HTTP has a new method: QUERY. Tl;dr: GET with a body.

https://www.ietf.org/archive/id/draft-ietf-httpbis-safe-method-w-body-14.html

(Doesn’t have an RFC number yet but has been approved, will get one in a few weeks.)

#ietf

The HTTP QUERY Method

This specification defines the QUERY method for HTTP. A QUERY requests that the request target process the enclosed content in a safe and idempotent manner and then respond with the result of that processing. This is similar to POST requests but can be automatically repeated or restarted without concern for partial state changes.

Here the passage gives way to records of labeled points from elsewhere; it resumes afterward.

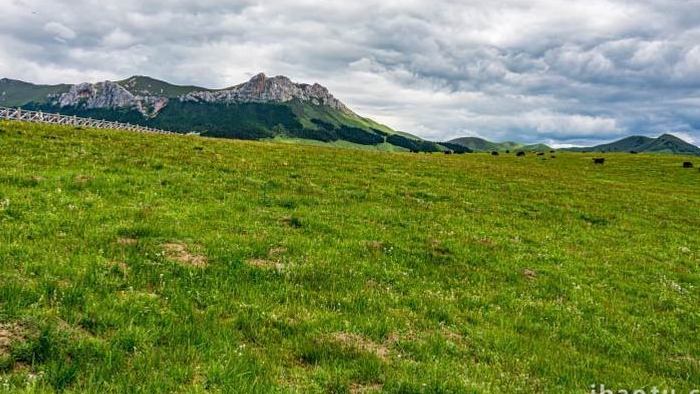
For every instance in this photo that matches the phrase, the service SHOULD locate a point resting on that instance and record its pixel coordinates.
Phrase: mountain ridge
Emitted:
(478, 144)
(260, 108)
(665, 143)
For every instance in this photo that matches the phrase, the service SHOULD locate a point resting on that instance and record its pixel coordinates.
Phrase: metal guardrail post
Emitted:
(53, 118)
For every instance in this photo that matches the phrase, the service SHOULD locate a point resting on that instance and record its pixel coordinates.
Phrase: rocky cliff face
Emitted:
(110, 95)
(260, 89)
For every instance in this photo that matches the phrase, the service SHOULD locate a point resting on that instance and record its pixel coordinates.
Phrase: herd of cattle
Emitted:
(596, 160)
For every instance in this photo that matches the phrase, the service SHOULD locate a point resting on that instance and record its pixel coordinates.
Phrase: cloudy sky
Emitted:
(563, 72)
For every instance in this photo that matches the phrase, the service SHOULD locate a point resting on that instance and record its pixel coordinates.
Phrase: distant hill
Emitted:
(261, 108)
(481, 145)
(665, 143)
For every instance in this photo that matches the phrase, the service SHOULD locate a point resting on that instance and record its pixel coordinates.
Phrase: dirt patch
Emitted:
(10, 334)
(360, 343)
(181, 253)
(376, 246)
(127, 241)
(82, 179)
(357, 388)
(272, 261)
(529, 274)
(266, 264)
(277, 251)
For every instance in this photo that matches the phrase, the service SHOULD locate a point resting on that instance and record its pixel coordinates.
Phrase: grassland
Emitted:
(149, 263)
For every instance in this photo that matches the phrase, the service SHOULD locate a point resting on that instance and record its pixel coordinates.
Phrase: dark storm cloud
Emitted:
(559, 71)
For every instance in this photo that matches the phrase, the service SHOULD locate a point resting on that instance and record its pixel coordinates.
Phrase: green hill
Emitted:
(665, 143)
(148, 86)
(262, 108)
(170, 263)
(15, 93)
(481, 145)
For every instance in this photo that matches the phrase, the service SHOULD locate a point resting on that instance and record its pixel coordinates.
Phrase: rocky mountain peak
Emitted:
(262, 89)
(109, 94)
(149, 95)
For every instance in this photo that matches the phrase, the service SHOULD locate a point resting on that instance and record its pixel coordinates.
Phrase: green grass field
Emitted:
(151, 263)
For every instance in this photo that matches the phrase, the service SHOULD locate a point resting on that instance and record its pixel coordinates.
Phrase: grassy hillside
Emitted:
(17, 93)
(143, 85)
(150, 263)
(481, 145)
(665, 143)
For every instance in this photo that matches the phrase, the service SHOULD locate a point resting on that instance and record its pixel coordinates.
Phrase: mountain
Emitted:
(481, 145)
(261, 108)
(666, 143)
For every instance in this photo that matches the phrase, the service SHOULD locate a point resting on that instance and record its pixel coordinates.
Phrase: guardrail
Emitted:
(42, 117)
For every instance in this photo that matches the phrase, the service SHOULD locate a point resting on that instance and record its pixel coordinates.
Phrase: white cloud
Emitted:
(59, 31)
(543, 69)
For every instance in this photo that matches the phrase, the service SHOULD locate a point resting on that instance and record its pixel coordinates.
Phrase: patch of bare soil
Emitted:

@timbray *Technically* there's no spec reason that GET can't have a body as it is (as far as I remember), but when I tried it with something a lot of stuff became unhappy.
@timbray @eythian Technically you can, but technically it has no semantic meaning so you can't do anything useful with it. Any HTTP message can have a body. However only some methods allow the body to have meaning for the request. GET and DELETE don't, POST and QUERY do.
It's a layering thing in the design.
@darrel_miller
In my case I was building a thing that basically allowed throwing JSON over HTTP (normally I'd say RESTish but that has its own semantics so would just confuse things because it wasn't really that.) But we found that while our Perl stuff was fine with it, the Java libraries just couldn't handle it, and I think some load balancers also got upset. You're right that it's not very HTTPish but we were just using that as a transport layer really so the semantics wouldn't have mattered all that much.